È come cercare di salire per un pendio molto ripido. Le gambe soffriranno, avrete bisogno di fermarvi ogni tot di tempo. La stanchezza mentale sarà brutale. E la sensazione di fatica e mancanza di forza sarà costante. Invece, essere autentici è un percorso altrettanto duro, o anche di più, perché a volte non tradire voi stessi implica andare contro corrente rispetto alla direzione verso cui vi spinge il mondo che vi circonda.

Tuttavia, le ricompense durante il tragitto saranno autentiche e la motivazione non dovrà vedersela con la dissonanza tra ciò che provate e il destino che vi immaginate. Potrete respirare aria pura e non affogare con essa. Sarete liberi di fermarvi solo perché volete e non perché il peso di tradirvi vi obbligherà a farlo.
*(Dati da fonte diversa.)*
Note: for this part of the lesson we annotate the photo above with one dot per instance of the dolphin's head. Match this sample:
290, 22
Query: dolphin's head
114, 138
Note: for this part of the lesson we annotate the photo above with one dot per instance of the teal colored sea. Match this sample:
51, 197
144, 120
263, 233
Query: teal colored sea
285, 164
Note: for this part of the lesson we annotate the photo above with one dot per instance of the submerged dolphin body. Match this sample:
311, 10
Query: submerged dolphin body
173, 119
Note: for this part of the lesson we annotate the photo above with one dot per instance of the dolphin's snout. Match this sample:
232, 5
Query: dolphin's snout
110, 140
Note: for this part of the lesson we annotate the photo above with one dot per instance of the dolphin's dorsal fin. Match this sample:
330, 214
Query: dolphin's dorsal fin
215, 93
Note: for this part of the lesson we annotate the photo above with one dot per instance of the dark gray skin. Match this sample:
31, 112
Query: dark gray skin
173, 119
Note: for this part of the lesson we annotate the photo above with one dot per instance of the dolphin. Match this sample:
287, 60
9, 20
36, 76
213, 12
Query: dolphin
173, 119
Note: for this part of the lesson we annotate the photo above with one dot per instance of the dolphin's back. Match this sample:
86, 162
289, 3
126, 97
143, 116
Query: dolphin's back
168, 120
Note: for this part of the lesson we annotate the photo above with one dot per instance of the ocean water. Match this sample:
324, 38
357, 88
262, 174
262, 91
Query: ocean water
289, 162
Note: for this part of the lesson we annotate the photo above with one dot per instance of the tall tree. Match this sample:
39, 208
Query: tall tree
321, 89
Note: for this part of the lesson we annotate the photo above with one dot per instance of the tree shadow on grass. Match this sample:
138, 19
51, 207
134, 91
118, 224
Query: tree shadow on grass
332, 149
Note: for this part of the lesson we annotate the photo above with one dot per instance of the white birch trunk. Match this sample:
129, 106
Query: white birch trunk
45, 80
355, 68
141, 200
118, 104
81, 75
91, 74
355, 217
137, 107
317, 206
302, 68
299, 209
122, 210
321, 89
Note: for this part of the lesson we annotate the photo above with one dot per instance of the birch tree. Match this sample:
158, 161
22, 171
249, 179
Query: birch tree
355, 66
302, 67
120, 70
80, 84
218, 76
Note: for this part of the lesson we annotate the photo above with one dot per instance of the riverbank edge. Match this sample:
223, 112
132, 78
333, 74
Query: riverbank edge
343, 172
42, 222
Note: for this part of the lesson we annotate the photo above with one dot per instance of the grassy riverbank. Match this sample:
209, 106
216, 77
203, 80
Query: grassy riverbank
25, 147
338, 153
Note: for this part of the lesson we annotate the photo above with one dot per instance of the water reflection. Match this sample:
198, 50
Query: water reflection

Per questo motivo, essere autentici, in conclusione, è un percorso di sincerità con sé stessi. È un atto di coraggio. È il più grande atto d’amore e rispetto che possiamo realizzare verso il nostro Io. Le nostre relazioni sociali miglioreranno, perché ci saranno ruoli da interpretare e posizioni da ricoprire. Anzi, inizierete a rispettarvi e a rispettare, quindi, anche la vera essenza degli altri. Avete il coraggio di percorrere il cammino dell’autenticità? Non avete nulla da perdere!